In an October 24 presentation hosted by Cornell Law School's Dorothea S. Clarke Program in Feminist Jurisprudence, Fuentes recounted her push for women’s rights within the EEOC amid great resistance. In 1966, she became one of the forty-nine founders of the National Organization for Women (NOW), which embarked on an ambitious program to promote the enforcement of the prohibition on sex discrimination included in 1964’s Title VII of the Civil Rights Act.

In the years since, “the effects of Title VII have spilled over into every area of our society,” said Fuentes. Her presentation, “The Legal Revolution in American Women’s Rights – and the Problems that Remain,” surveyed the advances for women in such spheres as legislative protection, career and educational opportunities, and representation in the government. Fuentes observed, “The changes in women’s status that we have seen in the last almost fifty years have been mind-blowing, way beyond anything those of us who founded NOW had in mind.”

Nonetheless, Fuentes cautioned, a slew of problems remain. She enumerated more than two dozen impediments to women’s rights in the U.S. and abroad, including the pay gap, efforts to whittle down reproductive rights, rampant sexual violence against women, discrimination based on sexual orientation and gender identity, and inadequate infant and maternal healthcare.

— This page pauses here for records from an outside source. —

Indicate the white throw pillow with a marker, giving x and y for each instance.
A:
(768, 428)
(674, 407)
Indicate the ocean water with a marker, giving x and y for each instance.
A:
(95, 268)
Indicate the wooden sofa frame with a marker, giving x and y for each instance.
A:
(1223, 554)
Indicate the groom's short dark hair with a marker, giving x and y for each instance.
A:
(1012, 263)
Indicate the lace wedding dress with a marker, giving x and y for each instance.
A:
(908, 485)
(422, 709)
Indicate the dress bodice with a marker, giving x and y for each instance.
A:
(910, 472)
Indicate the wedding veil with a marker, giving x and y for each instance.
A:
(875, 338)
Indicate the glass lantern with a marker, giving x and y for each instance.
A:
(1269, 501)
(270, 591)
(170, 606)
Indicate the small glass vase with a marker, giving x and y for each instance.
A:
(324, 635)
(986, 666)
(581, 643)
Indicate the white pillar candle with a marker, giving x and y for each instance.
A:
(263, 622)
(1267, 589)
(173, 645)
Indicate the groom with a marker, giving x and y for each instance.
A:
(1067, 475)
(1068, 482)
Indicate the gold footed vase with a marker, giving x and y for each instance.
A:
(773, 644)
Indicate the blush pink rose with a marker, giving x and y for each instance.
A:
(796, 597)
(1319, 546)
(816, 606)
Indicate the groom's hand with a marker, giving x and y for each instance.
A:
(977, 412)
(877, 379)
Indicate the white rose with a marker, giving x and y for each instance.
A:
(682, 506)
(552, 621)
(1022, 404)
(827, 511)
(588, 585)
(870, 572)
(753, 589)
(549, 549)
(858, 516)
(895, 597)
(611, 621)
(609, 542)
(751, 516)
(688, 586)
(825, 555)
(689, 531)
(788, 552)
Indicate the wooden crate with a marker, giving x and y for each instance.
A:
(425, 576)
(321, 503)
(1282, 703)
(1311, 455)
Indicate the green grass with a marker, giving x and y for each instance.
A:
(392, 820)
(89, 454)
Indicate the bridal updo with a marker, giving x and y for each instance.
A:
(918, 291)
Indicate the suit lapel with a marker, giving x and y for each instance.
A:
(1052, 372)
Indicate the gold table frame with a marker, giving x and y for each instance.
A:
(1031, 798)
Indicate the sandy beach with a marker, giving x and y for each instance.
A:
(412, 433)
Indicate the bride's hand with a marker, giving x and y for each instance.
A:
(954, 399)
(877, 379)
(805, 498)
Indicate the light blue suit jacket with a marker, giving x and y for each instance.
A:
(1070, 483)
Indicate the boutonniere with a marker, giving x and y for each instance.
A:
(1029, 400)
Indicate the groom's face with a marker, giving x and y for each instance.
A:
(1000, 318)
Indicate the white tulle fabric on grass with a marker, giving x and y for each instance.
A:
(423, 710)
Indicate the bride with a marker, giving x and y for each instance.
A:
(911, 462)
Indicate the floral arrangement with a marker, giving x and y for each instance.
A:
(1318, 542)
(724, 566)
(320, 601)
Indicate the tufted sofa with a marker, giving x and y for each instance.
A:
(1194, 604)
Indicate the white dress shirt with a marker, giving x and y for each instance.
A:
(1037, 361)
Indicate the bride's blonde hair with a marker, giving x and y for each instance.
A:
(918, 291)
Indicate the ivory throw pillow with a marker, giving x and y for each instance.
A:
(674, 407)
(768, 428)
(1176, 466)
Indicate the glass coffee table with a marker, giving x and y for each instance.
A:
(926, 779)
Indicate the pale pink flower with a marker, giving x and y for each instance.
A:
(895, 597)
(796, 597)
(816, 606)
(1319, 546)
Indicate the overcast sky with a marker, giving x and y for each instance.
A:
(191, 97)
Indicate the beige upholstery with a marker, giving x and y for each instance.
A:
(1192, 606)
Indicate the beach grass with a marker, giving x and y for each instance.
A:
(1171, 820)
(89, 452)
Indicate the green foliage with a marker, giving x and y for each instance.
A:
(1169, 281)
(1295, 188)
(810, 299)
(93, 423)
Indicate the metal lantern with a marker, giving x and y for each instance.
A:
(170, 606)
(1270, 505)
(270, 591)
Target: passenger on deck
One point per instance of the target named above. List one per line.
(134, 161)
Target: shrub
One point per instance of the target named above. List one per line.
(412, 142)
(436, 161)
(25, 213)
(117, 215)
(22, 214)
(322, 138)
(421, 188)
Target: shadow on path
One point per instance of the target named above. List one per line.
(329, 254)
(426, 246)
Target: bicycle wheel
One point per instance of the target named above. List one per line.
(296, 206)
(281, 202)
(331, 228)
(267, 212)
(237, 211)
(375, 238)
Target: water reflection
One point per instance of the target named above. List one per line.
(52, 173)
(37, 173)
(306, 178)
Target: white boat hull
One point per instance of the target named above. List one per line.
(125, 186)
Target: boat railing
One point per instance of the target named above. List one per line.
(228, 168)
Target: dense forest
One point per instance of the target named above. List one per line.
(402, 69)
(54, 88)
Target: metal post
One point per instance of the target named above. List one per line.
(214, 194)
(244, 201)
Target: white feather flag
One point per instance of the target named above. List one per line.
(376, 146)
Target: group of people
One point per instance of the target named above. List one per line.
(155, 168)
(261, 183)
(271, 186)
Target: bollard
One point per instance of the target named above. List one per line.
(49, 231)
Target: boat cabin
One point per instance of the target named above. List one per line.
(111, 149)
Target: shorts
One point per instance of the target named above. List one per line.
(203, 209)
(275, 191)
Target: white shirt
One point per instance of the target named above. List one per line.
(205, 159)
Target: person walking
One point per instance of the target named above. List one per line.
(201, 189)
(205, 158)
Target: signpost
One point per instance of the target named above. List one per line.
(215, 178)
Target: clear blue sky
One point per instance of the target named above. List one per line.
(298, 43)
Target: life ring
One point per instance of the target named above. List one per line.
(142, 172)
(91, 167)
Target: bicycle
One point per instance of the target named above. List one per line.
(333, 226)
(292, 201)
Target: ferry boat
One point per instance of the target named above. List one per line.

Cynthia Grant Bowman, Dorothea S. Clarke Professor of Law, remarked, “It is an inspiration for current students to hear about how much a small group of persons determined to bring about social change can achieve – and to hear Fuentes’ continuing commitment to addressing the problems that remain.”

When she began advocating women’s rights in the ‘60s, Fuentes noted that a key weapon of her opposition was ridicule. Asked by an audience member if this was still the case, Fuentes referenced Congressman Todd Akin’s recent comments on “legitimate rape.” “I don’t think there’s as much ridicule, but there are ridiculous arguments,” she said.

She also observed that today many women who support equal rights nonetheless eschew the term “feminist,” because they associate it with being unfeminine or undesirable. She remarked that she sees this proclivity as an internalization of the slanders deployed by women’s rights opponents, constituting another weapon that threatens the cause.

“While women have come a long way… we still have a very, very long way to go,” she said, before concluding with the closing words of Ted Kennedy’s speech at the 1980 Democratic National Convention: “The work goes on, the cause endures, the hope still lives, and the dream will never die.”